Non ci sono buone notizie per quanto riguarda la clausola che ha fatto saltare per tre volte la ratifica dell’accordo negoziato da Theresa May a Bruxelles: il backstop, il meccanismo che consentirebbe il mantenimento di un confine aperto tra Gran Bretagna e Irlanda. The Guardian ha pubblicato un rapporto riservato in cui si sottolinea che non ci sono molte alternative all’ipotesi prospettata nell’intesa. Non ci sarebbe, al contrario di quanto sostenuto da Johnson, “un’abbondanza di soluzioni”, per modificarla. Tutte le potenziali alternative presentano, si legge nel documento, serie controindicazioni e finirebbero per danneggiare le imprese, in particolare quelle di dimensioni più ridotte.
Il rapporto, classificato come “sensibile”, è stato commissionato dall’Eu Exit Negotiations Board da un gruppo di esperti incaricati di fornire soluzioni al governo sulla questione del confine irlandese, ed è datato 28 agosto.
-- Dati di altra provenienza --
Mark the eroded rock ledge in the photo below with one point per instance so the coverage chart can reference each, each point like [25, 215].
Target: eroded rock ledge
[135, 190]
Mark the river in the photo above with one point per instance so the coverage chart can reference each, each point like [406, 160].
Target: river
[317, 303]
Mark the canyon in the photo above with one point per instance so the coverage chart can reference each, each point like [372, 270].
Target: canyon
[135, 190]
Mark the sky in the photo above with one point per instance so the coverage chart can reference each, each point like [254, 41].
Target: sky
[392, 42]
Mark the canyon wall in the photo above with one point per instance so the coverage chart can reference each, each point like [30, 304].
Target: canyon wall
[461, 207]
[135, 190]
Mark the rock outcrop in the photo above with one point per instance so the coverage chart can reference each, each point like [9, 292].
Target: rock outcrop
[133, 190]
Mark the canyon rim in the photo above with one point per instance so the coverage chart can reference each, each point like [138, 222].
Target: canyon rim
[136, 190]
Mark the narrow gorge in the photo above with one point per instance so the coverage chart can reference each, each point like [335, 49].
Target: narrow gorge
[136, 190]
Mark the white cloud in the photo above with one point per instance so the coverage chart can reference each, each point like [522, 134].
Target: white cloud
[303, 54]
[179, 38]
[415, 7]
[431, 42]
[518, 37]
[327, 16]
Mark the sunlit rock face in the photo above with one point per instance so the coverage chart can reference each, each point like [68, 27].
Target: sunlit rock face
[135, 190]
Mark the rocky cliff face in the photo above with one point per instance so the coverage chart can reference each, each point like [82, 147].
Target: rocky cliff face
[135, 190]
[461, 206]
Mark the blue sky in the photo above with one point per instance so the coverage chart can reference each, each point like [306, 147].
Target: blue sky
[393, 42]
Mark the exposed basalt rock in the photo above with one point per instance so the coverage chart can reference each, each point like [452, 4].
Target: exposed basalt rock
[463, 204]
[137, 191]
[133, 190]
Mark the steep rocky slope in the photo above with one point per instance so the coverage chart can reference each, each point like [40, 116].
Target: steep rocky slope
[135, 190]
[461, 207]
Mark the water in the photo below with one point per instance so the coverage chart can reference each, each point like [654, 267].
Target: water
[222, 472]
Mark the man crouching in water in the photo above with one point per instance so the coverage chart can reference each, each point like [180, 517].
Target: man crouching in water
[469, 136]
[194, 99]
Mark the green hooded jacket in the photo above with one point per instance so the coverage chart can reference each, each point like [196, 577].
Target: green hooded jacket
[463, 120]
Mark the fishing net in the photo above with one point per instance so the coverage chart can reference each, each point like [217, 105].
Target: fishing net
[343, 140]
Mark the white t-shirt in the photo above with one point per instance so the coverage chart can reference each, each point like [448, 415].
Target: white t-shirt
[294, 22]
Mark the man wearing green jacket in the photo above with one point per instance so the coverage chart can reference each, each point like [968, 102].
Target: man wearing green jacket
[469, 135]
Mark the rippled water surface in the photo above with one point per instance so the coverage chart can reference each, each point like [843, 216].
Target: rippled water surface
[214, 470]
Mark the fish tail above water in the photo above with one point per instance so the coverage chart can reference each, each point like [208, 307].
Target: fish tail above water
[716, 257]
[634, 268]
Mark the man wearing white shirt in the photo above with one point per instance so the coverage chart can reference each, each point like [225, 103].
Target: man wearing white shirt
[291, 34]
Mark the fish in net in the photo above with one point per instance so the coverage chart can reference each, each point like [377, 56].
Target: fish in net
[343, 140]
Le soluzioni alternative per impedire il ritorno ad un confine ‘fisico’ tra le due Irlande, sono uno dei punti centrali della strategia del premier britannico Johnson per riaprire il negoziato con la Commissione europea. E tuttavia, sottolinea il documento, a soli 60 giorni dalla data della Brexit, non ci sono soluzioni praticabili.
La soluzione proposta da Johnson, che prevede controlli ‘mobili’ del bestiame e dei prodotti agricoli che attraversano il confine, è ritenuta dagli esperti la più improbabile. “Nel complesso ci sono varie criticità legate alla realizzabilità di facilitazioni tecnologiche”, si legge nel report. Un’altra soluzione, quella del ‘trusted trader scheme’, alla quale dovrebbero partecipare le aziende con una filiera certificata, richiederebbe la creazione di un’infrastruttura ad hoc, così come vengono ritenute poco affidabili altre soluzioni ‘tecnologiche’ per la tracciabilità delle merci.